Coming to taxonomy feeds: we want a per-vocabulary feed (not very important) and a per-term feed, the latter is important because we can use it to be added to “planets” or to other thematic aggregation mechanism without polluting them with out of context material.
Enable the taxonomy_term view.
For tags cloud use the tagadelic module.
Search Engine Friendly URLs
To have Clean URLs
Configure Apache for Drupal Clean URLs
a2enmod rewrite
And add "AllowOverwrite All" to the virtualhost config file in /etc/apache2/sites-enabled/
Restart apache
invoke-rc.d apache2 restart
And set the right RewriteBase in Drupal site .htaccess
if needed.
Enable Clean URLs in Drupal Administer » Site Configuration » Clean URLs
.
Even More Friendly URLs
For Search Engine Friendly URLs in Drupal, install the Token and PathAuto modules, setup transliteration in i18n-ascii.txt as explained in Pathauto INSTALL.txt and
configure alias patters in Administer -> URLs aliases -> Automated alias settings
If you have the Path Redirect module you can choose Create a new alias.

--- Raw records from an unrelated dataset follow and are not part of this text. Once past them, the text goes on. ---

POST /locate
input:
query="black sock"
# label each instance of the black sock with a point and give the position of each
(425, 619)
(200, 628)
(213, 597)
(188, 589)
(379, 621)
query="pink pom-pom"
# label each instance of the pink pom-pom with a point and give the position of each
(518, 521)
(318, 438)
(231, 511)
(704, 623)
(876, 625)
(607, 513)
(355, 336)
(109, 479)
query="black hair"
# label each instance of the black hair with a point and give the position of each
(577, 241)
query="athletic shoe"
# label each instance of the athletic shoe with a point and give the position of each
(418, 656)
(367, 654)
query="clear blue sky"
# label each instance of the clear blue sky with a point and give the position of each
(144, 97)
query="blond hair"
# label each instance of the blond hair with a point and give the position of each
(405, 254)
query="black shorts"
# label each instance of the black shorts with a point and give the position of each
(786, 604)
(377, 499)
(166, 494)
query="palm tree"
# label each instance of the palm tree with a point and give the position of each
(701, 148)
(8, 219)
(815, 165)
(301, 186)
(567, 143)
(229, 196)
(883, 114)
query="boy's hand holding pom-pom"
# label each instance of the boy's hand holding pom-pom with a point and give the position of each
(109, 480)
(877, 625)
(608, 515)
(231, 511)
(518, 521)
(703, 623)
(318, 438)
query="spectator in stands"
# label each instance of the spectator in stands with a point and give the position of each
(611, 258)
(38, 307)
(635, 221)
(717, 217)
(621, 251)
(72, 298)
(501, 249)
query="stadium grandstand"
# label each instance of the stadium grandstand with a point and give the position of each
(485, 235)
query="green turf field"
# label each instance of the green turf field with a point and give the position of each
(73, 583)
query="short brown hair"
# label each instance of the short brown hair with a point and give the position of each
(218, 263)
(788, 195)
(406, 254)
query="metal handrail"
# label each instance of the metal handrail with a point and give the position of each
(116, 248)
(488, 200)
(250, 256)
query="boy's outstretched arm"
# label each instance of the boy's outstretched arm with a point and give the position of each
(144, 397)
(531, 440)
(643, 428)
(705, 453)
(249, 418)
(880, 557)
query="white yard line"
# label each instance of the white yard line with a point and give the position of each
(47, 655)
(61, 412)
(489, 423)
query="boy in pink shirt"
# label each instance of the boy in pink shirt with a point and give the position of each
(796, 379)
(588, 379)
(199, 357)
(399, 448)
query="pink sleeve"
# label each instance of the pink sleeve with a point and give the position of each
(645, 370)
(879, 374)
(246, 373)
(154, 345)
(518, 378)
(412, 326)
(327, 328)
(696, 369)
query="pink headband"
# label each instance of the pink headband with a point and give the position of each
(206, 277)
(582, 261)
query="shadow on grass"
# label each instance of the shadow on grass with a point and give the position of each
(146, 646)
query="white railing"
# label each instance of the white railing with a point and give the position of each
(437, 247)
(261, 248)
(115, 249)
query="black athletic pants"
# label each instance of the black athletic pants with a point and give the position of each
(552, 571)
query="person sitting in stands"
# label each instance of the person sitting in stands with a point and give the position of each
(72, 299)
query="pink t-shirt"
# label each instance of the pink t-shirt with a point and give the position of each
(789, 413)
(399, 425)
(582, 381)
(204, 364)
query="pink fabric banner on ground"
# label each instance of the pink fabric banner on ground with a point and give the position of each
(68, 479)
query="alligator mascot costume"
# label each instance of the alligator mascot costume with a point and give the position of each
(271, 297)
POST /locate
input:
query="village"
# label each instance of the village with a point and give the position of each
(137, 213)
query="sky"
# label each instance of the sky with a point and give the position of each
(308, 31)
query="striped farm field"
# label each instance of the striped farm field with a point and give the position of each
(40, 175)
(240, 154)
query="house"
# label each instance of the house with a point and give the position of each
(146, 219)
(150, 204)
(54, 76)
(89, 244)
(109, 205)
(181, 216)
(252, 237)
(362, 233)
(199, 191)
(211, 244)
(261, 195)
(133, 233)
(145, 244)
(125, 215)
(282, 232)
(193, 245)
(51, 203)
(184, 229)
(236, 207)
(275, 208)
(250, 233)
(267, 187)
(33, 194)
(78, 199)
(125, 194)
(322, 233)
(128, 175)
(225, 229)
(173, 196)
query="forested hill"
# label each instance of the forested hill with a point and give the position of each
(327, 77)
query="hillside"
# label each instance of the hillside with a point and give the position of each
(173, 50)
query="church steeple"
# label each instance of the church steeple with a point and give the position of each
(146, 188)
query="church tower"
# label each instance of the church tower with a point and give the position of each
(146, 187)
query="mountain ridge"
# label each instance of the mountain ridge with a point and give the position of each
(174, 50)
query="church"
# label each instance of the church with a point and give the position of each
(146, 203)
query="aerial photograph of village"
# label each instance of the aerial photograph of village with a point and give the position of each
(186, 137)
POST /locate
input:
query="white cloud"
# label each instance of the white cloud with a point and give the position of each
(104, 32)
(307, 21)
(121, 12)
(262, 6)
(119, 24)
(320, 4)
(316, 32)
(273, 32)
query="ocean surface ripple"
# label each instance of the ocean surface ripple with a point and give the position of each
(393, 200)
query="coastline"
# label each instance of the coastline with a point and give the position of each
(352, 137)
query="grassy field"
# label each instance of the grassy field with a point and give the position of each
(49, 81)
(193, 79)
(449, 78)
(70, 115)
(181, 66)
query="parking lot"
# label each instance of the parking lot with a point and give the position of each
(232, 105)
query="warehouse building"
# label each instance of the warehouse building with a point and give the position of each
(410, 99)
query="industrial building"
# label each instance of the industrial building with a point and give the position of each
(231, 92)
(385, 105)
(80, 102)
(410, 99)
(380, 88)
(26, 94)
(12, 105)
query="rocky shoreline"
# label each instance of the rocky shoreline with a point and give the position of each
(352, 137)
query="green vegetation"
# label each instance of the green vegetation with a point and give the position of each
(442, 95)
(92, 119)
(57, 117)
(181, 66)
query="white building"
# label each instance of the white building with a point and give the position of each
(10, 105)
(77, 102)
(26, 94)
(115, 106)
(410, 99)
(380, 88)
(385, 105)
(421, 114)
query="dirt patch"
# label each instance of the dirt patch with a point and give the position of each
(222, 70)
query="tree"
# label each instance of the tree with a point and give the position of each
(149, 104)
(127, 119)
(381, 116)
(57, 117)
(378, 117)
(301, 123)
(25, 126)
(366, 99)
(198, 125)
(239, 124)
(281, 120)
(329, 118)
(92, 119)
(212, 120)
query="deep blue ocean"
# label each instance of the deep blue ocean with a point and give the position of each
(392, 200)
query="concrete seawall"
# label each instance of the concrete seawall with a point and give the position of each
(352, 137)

Redirect from old alias. as an Update Action in General Settings.
Node Path Settings for blogs, something like:
blog/[yyyy]/[mm]/[dd]/[title-raw]
for stories (or news):
news/[yyyy]/[mm]/[dd]/[title-raw]
for pages:
[menupath-raw]
for taxonomies:
tags/[cat-raw]
Check Bulk Update for any content type and save. If you don't set language-specific patterns this patch would be handy to have alias generated for all languages: http://drupal.org/node/321848
Gravatar
Download the gravatar module and check
Home » Administer » Site building » Themes » Themes
and User settings to be sure you enabled user pictures.
Check also the “use gravatar” permission to grant access to the gravatar module functionality to anonymous and authenticated users.
Related or Similar content
Use the similarterms module.
Trackbacks and pingbacks
There are Drupal modules for trackback and pingback functionality, but they both have issues.
The trackback modules represents trackbacks as content separate from comments, and I like that very much, but it lacks automatic pingback functionality.
The pingback module offers the automatinc pingback as per pingback specification, but it it not very solid, you can easily break titles with special characters (see here) and it represents pingbacks as comments, which IMHO can interrupt the discussion between humans.
We should really complete and port the pingback functionality to the trackback module and be happy with it.
SEO checklist
Use the SEO checklist module to have a guide about how to improve your position in search engines, I recommend particularly the Meta tags and Page Title modules.